Efectivamente, a las ocho y cuarto en punto, el autobús se detiene en la parada. Subimos todos, perfectamente ordenados en una cola que a nadie se le ocurriría no respetar a juzgar por las caras de pocos amigos que los habitantes de la vida moderna lucimos a estas horas. Una vez dentro, me disperso en lo que vislumbro a través de una ventanilla y me evado, hasta que, tras doblar una esquina, una calle que me es muy familiar me devuelve a la realidad. Pulso el botón que hace ruido y enciende una luz, ése que siempre quería pulsar cuando era pequeño y que es como una señal para que el conductor sepa que tiene que detener el vehículo y permitir que me apee. Ojalá el mundo tuviera un botón similar para todas esas ocasiones en las que ansio bajarme de él.

Una vez en la calle, el frío de la mañana vuelve a golpearme las mejillas. Me sitúo. Me concentro. Ahora sólo tengo que subir un par de calles hasta la asociación en la que trabajo, en donde recogeré algunas cosas, y me marcharé, cargado de material informativo, hasta la plaza más céntrica. Me espera una jornada callejera.

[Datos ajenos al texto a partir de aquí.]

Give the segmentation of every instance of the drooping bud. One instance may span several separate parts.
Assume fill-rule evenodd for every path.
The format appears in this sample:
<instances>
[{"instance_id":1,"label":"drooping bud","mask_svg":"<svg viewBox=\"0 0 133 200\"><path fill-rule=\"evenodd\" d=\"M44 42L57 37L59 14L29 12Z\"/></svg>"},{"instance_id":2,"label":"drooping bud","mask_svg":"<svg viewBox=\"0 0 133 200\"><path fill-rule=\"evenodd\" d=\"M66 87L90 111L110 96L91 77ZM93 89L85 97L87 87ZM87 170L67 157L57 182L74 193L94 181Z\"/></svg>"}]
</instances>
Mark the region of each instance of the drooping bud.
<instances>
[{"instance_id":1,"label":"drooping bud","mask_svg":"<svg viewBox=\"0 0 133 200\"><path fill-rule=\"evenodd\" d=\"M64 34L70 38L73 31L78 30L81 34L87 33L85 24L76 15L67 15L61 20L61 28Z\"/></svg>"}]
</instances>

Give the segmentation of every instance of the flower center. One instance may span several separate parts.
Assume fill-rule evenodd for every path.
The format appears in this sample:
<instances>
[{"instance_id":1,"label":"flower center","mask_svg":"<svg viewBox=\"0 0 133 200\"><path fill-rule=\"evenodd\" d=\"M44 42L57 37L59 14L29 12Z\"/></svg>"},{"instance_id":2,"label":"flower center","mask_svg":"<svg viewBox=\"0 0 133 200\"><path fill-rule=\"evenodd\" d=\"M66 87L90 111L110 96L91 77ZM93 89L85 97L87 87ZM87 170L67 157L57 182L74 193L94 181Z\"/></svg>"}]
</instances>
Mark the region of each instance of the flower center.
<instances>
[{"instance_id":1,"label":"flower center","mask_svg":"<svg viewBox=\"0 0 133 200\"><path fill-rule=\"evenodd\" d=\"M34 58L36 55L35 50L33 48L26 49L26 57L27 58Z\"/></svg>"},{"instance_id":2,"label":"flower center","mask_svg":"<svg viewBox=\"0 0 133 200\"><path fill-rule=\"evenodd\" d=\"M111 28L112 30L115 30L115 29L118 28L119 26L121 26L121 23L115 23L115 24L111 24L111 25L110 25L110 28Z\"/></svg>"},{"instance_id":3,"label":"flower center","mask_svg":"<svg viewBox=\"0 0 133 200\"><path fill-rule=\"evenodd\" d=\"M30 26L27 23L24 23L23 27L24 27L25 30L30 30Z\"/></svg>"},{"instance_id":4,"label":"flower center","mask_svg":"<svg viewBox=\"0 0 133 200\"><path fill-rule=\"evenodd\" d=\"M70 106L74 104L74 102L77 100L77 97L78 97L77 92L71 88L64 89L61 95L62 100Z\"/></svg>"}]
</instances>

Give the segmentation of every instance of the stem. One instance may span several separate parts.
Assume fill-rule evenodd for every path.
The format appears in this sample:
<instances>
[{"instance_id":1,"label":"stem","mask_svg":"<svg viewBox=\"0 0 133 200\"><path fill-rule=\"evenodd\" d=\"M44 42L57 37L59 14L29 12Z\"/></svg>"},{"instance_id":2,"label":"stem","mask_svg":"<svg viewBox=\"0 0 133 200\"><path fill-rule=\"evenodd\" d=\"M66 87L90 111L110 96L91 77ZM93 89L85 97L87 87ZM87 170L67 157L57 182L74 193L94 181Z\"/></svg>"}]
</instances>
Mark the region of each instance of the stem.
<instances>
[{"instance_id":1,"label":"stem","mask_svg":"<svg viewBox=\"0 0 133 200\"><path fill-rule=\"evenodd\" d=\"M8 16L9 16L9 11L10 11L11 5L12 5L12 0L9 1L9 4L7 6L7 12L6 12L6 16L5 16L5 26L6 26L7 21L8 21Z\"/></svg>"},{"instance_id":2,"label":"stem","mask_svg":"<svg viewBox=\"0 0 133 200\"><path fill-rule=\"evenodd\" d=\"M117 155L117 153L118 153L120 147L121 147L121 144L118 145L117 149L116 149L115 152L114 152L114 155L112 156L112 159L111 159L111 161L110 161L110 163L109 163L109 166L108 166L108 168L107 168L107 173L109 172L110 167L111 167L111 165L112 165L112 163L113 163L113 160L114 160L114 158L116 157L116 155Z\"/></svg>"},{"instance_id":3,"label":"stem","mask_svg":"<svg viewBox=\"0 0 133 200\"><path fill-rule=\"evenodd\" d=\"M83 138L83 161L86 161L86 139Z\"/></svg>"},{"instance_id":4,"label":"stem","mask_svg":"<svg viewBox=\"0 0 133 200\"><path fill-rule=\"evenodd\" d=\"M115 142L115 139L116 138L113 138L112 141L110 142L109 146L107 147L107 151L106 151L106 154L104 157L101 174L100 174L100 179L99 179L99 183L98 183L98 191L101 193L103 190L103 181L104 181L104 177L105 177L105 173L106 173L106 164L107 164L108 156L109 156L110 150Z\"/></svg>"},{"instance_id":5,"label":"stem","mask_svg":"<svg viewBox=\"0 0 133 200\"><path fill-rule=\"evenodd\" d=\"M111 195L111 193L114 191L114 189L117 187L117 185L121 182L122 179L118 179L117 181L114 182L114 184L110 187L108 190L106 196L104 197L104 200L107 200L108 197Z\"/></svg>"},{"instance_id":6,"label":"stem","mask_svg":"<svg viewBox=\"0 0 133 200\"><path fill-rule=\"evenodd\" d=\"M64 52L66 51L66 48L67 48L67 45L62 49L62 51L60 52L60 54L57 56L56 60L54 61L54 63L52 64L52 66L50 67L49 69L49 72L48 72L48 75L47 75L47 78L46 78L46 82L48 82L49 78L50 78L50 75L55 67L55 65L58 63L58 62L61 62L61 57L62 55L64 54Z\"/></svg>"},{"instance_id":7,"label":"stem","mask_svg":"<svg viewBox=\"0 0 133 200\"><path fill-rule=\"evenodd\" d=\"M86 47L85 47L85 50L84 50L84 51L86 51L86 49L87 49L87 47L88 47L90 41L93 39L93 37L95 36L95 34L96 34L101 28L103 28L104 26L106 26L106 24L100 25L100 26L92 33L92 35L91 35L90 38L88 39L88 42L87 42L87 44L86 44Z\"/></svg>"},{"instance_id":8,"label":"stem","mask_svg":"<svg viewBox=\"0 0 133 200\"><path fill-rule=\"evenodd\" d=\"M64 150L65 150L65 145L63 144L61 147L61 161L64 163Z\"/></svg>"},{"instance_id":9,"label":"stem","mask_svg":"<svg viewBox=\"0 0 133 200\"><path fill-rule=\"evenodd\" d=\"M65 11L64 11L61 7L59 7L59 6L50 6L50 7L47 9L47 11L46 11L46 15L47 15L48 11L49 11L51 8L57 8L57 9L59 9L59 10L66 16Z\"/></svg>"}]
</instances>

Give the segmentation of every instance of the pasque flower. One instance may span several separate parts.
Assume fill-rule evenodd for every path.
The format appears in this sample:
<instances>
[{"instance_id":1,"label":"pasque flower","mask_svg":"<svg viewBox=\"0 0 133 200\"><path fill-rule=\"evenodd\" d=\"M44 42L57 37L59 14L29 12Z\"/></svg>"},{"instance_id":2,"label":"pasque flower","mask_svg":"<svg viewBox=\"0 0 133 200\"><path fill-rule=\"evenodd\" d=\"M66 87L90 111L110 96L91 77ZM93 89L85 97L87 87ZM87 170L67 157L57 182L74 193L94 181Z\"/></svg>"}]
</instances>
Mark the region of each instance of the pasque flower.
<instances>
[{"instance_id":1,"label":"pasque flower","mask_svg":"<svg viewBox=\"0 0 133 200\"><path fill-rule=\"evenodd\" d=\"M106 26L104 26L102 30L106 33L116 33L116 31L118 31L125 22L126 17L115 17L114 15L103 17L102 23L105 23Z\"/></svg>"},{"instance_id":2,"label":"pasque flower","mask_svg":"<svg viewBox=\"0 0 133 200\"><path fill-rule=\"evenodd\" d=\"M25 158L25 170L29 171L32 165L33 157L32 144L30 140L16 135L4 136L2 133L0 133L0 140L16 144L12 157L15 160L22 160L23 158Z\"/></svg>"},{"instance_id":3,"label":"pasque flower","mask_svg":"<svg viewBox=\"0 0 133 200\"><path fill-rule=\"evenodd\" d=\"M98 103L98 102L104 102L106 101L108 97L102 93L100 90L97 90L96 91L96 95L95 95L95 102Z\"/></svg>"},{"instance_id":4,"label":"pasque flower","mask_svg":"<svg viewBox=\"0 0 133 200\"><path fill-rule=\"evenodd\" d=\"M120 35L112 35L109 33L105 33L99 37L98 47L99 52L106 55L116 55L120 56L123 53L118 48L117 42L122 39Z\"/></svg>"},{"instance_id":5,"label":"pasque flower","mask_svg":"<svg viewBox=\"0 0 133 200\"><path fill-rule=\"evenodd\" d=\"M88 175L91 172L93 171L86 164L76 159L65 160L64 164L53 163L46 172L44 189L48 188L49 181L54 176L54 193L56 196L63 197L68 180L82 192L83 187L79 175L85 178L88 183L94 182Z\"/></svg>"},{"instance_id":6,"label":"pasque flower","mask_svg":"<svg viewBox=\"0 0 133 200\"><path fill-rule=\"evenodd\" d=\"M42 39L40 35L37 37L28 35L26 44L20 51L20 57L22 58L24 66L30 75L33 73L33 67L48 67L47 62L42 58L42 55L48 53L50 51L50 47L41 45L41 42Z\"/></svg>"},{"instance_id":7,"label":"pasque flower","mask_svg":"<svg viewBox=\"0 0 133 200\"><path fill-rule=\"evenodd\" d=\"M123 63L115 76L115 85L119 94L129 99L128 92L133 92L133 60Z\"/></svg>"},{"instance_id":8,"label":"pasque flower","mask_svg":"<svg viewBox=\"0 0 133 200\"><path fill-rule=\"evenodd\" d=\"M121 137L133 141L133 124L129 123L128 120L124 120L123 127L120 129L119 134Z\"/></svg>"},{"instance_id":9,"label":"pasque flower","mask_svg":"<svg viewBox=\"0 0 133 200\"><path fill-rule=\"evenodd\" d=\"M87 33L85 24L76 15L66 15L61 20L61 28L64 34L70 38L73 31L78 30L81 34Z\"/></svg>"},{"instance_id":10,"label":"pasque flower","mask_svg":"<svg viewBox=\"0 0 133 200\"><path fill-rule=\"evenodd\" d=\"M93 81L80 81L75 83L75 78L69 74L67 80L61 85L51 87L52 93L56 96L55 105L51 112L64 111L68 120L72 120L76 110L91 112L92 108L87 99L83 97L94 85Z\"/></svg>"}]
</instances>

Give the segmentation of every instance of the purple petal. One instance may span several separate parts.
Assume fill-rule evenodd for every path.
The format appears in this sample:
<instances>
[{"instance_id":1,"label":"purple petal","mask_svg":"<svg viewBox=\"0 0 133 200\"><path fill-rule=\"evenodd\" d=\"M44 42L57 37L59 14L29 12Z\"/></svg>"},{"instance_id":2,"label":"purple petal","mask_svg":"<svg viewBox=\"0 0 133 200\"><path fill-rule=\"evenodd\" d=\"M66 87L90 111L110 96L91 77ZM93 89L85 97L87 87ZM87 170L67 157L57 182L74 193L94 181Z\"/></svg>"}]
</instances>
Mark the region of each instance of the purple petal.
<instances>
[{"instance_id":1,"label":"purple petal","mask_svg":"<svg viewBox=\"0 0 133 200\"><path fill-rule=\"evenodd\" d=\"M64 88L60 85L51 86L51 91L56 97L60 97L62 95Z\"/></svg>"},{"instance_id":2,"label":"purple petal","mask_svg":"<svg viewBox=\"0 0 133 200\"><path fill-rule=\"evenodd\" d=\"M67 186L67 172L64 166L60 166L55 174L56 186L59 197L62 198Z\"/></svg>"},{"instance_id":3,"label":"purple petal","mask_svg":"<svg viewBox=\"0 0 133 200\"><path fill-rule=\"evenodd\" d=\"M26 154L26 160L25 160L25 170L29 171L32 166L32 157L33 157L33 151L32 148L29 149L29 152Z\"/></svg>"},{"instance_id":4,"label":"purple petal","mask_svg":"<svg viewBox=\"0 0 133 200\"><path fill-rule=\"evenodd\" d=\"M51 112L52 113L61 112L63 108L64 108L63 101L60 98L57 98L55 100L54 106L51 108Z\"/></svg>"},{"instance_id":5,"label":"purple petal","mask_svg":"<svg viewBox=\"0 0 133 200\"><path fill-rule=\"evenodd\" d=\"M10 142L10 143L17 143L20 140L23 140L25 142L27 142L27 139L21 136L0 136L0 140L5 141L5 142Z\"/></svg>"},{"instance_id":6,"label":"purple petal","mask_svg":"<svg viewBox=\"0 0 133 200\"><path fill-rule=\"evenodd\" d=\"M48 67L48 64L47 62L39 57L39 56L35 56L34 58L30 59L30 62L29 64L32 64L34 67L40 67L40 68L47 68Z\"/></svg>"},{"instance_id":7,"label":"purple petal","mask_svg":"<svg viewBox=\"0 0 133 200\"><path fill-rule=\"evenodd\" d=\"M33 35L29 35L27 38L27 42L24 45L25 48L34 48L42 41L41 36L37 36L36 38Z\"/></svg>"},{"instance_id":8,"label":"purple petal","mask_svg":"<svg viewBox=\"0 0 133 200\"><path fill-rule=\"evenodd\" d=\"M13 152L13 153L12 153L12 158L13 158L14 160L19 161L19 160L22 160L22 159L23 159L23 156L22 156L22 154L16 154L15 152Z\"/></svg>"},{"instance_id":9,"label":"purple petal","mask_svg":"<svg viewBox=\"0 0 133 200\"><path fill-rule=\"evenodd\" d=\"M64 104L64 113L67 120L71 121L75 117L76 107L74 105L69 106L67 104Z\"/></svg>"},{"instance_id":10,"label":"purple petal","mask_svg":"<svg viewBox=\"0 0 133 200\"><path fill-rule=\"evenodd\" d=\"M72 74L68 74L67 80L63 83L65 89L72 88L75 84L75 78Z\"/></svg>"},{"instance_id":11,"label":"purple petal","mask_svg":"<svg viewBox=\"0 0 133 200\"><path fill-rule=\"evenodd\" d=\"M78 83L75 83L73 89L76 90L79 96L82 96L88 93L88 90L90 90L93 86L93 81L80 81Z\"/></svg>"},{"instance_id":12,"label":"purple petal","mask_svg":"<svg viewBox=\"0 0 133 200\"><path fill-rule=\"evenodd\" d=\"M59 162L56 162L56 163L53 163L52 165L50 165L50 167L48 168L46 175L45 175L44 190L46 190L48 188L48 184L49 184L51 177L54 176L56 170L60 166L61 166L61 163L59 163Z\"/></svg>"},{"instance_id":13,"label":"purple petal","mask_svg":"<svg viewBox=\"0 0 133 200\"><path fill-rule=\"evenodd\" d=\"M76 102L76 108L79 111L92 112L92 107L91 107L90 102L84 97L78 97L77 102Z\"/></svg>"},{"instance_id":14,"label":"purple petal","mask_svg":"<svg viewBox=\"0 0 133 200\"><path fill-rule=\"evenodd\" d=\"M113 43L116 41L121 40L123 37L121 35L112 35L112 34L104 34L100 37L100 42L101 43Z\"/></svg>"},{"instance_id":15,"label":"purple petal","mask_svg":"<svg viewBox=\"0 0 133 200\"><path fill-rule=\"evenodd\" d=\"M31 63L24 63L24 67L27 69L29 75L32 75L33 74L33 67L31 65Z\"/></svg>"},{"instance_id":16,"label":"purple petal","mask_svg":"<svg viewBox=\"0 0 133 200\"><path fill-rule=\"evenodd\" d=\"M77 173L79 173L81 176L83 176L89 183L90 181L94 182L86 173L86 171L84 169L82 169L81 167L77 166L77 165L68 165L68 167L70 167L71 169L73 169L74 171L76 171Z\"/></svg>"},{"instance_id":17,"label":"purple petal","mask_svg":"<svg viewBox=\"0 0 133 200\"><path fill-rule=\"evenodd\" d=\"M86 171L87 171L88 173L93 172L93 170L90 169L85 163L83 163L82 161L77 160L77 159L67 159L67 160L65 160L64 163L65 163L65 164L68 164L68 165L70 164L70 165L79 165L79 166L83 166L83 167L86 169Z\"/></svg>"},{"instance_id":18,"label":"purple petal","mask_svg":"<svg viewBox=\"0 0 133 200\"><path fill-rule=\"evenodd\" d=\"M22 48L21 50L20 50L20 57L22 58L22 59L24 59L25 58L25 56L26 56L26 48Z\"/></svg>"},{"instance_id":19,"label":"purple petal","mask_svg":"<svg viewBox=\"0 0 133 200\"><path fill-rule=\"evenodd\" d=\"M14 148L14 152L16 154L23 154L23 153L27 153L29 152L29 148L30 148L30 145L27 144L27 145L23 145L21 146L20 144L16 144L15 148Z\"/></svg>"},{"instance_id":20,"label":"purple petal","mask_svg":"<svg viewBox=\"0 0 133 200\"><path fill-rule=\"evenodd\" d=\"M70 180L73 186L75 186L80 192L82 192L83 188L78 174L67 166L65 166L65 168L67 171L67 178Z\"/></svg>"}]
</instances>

En la recta final de la carrera, que fui aprobando adecuadamente sin problemas porque me gustaba aunque me jodiera confirmarle al resto del mundo que era tan buen chico como parecía, me concedieron unas prácticas en el Instituto de la Mujer. Y digo que me las concedieron porque cuando uno decide ser becario, no basta con que se ofrezca a hacer de todo por cuatro duros, sino que además tiene que solicitarlo a modo de privilegio. ¿Desde cuándo trabajar gratis es algo para lo que se hace cola? En el Instituto conocí a Adela, una mujer de edad madura, muy amable y que también tiene pinta de haber sido una buena chica durante toda su vida. Aunque esta característica en los demás suele parecerme una cualidad, no un defecto, como en mi caso.